# [SOLVED] Can't connect to the internet using firefox or chrome?



## kushan (Aug 7, 2012)

I cannot connect to the internet using firefox or chrome but there's no problem with internet explorer. This happened after I installed and uninstalled speedbit video accelerator. When opened chrome, it gave me the following 
error.

(net::ERR_NAME_RESOLUTION_FAILED): Unknown error.
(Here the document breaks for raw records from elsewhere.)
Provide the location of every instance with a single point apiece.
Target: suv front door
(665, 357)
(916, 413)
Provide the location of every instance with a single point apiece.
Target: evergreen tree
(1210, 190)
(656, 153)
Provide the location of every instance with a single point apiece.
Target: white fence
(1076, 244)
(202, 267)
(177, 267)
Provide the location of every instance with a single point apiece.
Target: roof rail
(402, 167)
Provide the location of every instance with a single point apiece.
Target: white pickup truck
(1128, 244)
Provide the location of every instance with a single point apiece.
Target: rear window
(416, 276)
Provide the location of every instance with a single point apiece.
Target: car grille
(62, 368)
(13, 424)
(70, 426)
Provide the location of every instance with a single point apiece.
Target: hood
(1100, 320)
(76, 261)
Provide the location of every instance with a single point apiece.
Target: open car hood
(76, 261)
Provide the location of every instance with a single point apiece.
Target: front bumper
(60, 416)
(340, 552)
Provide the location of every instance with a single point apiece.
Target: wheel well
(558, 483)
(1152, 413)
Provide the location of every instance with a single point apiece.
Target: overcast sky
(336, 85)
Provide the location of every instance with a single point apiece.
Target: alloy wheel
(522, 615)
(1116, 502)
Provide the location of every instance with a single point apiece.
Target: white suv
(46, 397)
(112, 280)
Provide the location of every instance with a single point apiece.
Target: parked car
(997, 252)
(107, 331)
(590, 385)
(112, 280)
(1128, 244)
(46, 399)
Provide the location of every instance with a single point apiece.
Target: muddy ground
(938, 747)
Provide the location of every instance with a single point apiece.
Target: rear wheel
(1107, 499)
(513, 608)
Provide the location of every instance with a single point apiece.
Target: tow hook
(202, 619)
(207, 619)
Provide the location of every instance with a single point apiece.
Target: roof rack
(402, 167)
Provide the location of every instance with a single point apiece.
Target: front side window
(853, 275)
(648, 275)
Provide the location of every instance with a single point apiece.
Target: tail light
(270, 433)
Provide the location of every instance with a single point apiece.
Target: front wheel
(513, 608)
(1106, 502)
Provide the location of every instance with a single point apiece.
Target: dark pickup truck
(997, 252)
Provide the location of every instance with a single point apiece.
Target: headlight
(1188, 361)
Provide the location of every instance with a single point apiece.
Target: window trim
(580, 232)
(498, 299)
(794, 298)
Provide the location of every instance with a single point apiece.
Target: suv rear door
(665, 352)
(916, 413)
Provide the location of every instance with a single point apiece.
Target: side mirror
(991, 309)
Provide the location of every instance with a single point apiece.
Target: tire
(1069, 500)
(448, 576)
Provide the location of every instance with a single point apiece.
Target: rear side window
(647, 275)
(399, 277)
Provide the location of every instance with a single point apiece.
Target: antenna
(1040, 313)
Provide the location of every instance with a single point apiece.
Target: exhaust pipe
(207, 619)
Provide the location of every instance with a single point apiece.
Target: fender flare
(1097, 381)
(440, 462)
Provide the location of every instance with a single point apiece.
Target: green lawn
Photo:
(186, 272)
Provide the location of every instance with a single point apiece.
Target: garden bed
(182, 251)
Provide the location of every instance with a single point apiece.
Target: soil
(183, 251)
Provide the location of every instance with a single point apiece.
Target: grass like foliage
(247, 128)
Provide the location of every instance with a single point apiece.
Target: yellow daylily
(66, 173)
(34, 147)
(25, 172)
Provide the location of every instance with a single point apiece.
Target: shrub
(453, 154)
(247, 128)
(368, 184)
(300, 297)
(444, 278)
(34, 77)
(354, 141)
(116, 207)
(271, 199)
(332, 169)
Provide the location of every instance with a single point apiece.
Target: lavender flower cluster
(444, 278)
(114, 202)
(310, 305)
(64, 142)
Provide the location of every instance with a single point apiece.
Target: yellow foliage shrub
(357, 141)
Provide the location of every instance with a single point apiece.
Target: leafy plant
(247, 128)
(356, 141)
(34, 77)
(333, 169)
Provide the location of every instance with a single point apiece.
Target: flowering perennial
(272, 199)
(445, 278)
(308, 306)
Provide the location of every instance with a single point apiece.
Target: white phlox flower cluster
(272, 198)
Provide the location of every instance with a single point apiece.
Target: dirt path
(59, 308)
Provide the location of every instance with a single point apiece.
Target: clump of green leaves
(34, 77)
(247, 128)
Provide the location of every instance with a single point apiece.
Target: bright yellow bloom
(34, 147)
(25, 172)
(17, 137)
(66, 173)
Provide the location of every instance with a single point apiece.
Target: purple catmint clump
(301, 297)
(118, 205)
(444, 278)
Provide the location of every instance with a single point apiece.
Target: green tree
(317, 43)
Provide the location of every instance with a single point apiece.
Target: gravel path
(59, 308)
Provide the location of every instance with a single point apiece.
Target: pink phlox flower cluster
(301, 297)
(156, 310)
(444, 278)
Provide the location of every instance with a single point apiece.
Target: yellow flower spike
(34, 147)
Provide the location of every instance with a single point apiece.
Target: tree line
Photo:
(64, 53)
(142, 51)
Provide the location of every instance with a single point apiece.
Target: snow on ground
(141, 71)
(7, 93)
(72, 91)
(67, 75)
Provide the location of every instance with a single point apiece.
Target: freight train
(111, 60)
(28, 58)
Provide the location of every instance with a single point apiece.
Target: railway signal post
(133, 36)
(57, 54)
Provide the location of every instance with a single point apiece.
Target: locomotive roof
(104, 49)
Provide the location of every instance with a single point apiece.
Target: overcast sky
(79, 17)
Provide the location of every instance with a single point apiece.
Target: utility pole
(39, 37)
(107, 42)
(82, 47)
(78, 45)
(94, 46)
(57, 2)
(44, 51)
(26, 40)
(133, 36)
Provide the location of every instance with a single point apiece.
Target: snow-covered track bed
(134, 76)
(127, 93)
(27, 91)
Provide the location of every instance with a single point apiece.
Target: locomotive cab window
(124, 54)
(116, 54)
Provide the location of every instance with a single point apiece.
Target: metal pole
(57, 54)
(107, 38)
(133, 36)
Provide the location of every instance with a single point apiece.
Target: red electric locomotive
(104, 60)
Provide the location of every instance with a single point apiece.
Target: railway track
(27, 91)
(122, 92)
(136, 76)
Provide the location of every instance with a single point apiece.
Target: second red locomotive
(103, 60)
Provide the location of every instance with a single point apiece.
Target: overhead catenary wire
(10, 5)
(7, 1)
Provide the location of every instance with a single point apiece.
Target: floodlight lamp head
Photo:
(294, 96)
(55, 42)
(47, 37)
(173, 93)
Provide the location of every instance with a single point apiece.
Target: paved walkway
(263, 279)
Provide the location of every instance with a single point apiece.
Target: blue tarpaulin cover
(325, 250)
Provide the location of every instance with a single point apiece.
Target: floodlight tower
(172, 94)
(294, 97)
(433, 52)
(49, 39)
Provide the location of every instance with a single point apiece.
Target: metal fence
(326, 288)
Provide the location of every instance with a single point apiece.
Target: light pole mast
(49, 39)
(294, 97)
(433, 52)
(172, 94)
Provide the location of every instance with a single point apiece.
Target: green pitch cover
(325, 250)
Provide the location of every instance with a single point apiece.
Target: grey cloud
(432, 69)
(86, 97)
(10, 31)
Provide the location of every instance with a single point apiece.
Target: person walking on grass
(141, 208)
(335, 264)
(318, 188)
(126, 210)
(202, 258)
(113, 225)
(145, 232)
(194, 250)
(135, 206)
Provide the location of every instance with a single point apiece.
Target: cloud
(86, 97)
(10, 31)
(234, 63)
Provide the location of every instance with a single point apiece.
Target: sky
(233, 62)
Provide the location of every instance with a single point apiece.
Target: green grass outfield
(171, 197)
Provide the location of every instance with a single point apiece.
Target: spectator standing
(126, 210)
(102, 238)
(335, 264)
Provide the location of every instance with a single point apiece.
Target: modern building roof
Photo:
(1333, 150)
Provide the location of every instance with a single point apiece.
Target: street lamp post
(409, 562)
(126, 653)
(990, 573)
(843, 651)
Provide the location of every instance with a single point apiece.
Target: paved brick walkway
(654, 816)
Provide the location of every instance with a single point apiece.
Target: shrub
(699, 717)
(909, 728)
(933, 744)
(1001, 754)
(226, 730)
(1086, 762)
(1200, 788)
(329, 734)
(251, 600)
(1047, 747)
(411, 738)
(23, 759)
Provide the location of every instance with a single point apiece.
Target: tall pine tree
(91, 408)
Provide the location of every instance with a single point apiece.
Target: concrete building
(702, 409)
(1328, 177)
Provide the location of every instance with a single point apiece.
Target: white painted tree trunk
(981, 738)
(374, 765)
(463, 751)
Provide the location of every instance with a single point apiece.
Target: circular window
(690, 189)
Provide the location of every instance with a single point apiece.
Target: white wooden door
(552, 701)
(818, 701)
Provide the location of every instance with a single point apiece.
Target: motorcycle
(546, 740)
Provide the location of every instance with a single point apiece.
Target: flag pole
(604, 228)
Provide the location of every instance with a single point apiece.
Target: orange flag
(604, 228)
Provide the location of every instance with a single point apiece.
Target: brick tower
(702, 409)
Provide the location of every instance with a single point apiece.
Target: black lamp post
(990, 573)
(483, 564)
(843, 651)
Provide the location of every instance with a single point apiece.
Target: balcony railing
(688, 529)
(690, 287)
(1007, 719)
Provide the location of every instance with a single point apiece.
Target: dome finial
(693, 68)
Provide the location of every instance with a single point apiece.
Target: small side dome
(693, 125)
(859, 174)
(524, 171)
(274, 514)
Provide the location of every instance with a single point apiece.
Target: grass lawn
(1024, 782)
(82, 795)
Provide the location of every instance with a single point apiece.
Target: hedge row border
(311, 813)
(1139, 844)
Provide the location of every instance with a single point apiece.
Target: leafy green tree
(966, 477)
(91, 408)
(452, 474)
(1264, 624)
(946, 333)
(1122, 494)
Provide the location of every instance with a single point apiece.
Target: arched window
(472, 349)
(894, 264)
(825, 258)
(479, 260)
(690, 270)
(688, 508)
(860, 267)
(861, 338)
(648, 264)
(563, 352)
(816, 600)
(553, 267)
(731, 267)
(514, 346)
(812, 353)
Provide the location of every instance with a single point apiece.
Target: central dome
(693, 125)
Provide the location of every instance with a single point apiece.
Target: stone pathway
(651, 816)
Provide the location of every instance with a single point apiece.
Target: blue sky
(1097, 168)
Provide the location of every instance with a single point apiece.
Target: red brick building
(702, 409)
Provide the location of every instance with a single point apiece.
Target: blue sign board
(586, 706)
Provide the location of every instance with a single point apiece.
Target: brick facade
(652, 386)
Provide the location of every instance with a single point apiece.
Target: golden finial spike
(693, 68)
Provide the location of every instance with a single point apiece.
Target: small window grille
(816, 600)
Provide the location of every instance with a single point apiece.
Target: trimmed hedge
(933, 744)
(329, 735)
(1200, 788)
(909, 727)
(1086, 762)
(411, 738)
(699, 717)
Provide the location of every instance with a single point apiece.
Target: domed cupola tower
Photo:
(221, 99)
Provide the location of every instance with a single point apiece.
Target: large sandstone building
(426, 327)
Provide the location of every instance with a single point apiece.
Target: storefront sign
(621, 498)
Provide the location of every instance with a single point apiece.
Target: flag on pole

After the problem occurred, I rebooted the system, uninstalled firefox and chrome, freshly downloaded firefox (from IE) and the problem persists. I couldn't download chrome because chrome installer says it can't connect to the 
internet. Following are the details regarding my system and software.

o/s : windows 7 ultimate
internet explorer : 9.0.8112.16421 64 bit
firefox : 14.01
chrome : I can't remember the version 
virus guard : Microsoft Security Essentials
firewall : windows firewall
pinging :
localhost OK
router (192.168.1.1) OK
local network interface (192.168.1.64) OK
google.com OK
ubuntu.com OK (I hope any site OK)

utorrent : listen error (You should change the listen port). I tried several ports (forwarded properly) to no avail.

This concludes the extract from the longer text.